Lombrijón se llevó la mano al cinturón en ademán de sacar la navaja, y todos los presentes, principalmente las mujeres, empezaron a gritar.

—Señores, no temblar—indicó Vejarruco.

—No se batirán—me dijo lord Gray—. Todos los días hacen lo mismo y después no hay nada.

—No he traído el escarbador de dientes—dijo Lombrijón, encontrándose sin armas.

—Pues ni yo tampoco—añadió Vejarruco.

—Camaraíya, por eso no ha de quedar. Usté está amarillo. Señores, cuando eché mano al cinturón me relucieron las uñas, y pensó que era jierro.

—¡Zorongo! Camará, usté ha escondido la lezna para que no haya compromiso.

—Tú te la habrás metío en el garguero.

—Yo no la traigo, por humaniá—repuso Vejarruco—porque como tengo esta mano tan pesá, se necesita mucha prudencia pa no matar caa momento.

—Vaya, déjenlo para después—dijo Poenco—y a beber.

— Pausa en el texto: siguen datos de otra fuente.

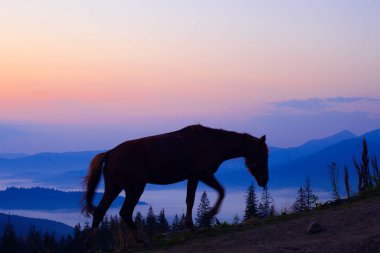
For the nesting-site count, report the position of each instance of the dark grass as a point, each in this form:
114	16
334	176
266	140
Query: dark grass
164	241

—Lo que hace por mí, no tengo prisa... Si Vejarruco se quiere confesar antes que le endiñe...

—Lo que es por mí... cuando Lombrijón quiera el pasaporte para la secula culorum, se lo daré.

—Pelillos a la mar—dijo Poenco—; y pos que los dos han de morir, mueran amigos.

—No hay por qué ofenderse, comparito. ¿Usté se ha ofendío?-preguntó Lombrijón a su antagonista.

—¡Cachirulo! Yo no, ¿y usté?

—Tampoco.

—Pues vengan esos cinco mandamientos.

—Allá van, y vivan las Cortes y viva miloro.

—Para cortar la cuestión—dijo lord Gray—yo pagaré a todo el mundo. Poenco, sírvenos.

Las majas que allí había obsequiaron a lord Gray con sonrisas y dichos graciosos; pero el inglés no tenía humor de bromas.

—¿Ha venido María de las Nieves?-preguntó a una.

—Pesaíto está con María de las Nieves. ¿Nosotras somos aljofifas?

—Si miloro va esta noche a mi casa—dijo en voz baja otra, que era, si no me engaño, Pepa Higadillos—verá lo bueno. Mi marío ha ido a comprar burros, y me divierto pa matar la soleá.

—A donde irá miloro esta noche es a mi casa—indicó otra que era ya matrona—. A mi casa va toda la sal del mundo, y si miloro quiere poner un par de pesetas a un caballo, no tengo comeniente... Mi casa es muy principal...

Lord Gray se apartó con hastío de aquella gente, y entramos en un cuarto, donde el tabernero recibía tan sólo a cierta clase de personas, y la mesa junto a la cual nos sentamos viose al punto cubierta del rico tributo de aquellas viñas costaneras, que no tuvieron ni tienen igual en el mundo.